Preso em flagrante, mas solto sob fiança

A garçonete Veridiane Vidal foi uma dos muitos brasileiros que vivenciaram o impasse da lei. Negra, ela foi chamada “macaca” pelo ex-patrão, Lincon Vasconcelos, quando cobrava a entrega de seus documentos trabalhistas para dar entrada no seguro-desemprego. “Há um tempo ele me enrolava para passar a minha carteira de trabalho. Quando insisti, ele me mandou sair do bar e disse que lá não era lugar de ‘favelada’, de ‘macaca’”, conta.

Abalada, a jovem acionou imediatamente a Polícia Militar. “Foi a parte que mais me doeu disso tudo. Os PM’s, ao invés me ajudarem, ficavam a todo momento repetindo ‘você tem certeza que vai abrir um inquérito contra ele? Você não vai conseguir’. É daí que vem a indignação toda, pensar em como o sistema é lento e como o Ministério Público age nesses casos, com uma postura ainda mais massacrante”, lamenta. Após o ocorrido, Veridiane e o acusado comparecem à delegacia para prestar esclarecimentos, onde foi dado o flagrante por injúria racial. Lincon foi preso e liberado mediante pagamento de fiança.
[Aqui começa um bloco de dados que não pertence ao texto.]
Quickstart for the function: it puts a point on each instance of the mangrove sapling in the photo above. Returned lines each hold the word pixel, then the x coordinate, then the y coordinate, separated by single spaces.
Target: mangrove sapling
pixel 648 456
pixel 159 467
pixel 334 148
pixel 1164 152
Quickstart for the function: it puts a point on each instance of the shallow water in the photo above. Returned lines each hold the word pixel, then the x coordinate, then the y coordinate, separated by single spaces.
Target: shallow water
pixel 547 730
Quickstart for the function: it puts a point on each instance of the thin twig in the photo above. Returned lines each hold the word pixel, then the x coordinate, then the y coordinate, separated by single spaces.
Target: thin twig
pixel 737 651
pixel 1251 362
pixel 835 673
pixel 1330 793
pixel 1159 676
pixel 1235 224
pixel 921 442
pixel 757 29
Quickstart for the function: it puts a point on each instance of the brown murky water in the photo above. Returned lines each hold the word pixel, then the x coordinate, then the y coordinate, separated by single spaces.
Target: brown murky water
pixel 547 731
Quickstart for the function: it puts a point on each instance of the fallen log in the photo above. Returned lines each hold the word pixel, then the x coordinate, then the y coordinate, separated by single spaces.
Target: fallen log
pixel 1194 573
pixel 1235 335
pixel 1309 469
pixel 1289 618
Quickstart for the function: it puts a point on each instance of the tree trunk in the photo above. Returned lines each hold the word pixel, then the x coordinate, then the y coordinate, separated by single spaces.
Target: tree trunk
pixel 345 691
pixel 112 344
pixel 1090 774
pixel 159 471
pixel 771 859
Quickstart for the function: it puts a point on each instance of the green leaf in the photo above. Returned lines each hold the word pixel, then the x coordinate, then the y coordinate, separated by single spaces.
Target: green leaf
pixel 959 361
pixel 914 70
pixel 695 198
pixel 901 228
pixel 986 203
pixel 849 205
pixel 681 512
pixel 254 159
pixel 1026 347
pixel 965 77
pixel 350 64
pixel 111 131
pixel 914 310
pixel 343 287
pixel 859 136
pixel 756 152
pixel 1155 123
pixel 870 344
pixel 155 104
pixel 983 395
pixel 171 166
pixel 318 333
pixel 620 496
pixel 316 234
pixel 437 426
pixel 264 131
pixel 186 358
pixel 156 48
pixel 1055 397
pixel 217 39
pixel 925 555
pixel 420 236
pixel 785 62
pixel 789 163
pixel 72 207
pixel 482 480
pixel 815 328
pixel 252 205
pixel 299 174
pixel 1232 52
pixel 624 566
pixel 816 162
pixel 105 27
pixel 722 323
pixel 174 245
Para o advogado Rafael Santos, esse também é um ponto de divergência entre as leis de racismo e injúria racial. “O crime de injúria pode prescrever, caso a vítima não manifeste o desejo de processar o agressor em seis meses, e é passível de fiança. Já racismo é imprescritível e inafiançável, o que quer dizer que o MP pode processar aquele que cometeu a injúria mesmo que a vítima não queira prestar queixa”, afirma. As penas previstas para os dois crimes são parecidas.  Ao cometer injúria racial, uma pessoa está sujeita à reclusão de 1 a 3 anos. Racismo pode variar de 1 a 3, 2 a 5 e 3 a 5.

Racismo X injúria racial

De acordo com Douglas Belchior, autor do blog Negro Belchior da revista Carta Capital, o racismo como crime inafiançável pela Constituição de 88 foi uma vitória jurídica e simbólica para o movimento negro do país, mas isso não diminui os impactos gerados na vida dos afrodescendentes. “A ideia de democracia racial venceu na mentalidade dos brasileiros. O fato de brancos e negros conviverem e de não haver espaços proibidos pra negros oficialmente contribuem para que o racismo não seja visto”, defende. Para ele, a caracterização de racismo como injúria tem relação com a ideia construída de que do Brasil não é um país racista. “Como se a pluralidade e direitos previstos em Constituição realmente valessem na vida real e as instituições não fossem preconceituosas. Mas a norma jurídica pede prova, e como a gente prova?”, questiona o militante.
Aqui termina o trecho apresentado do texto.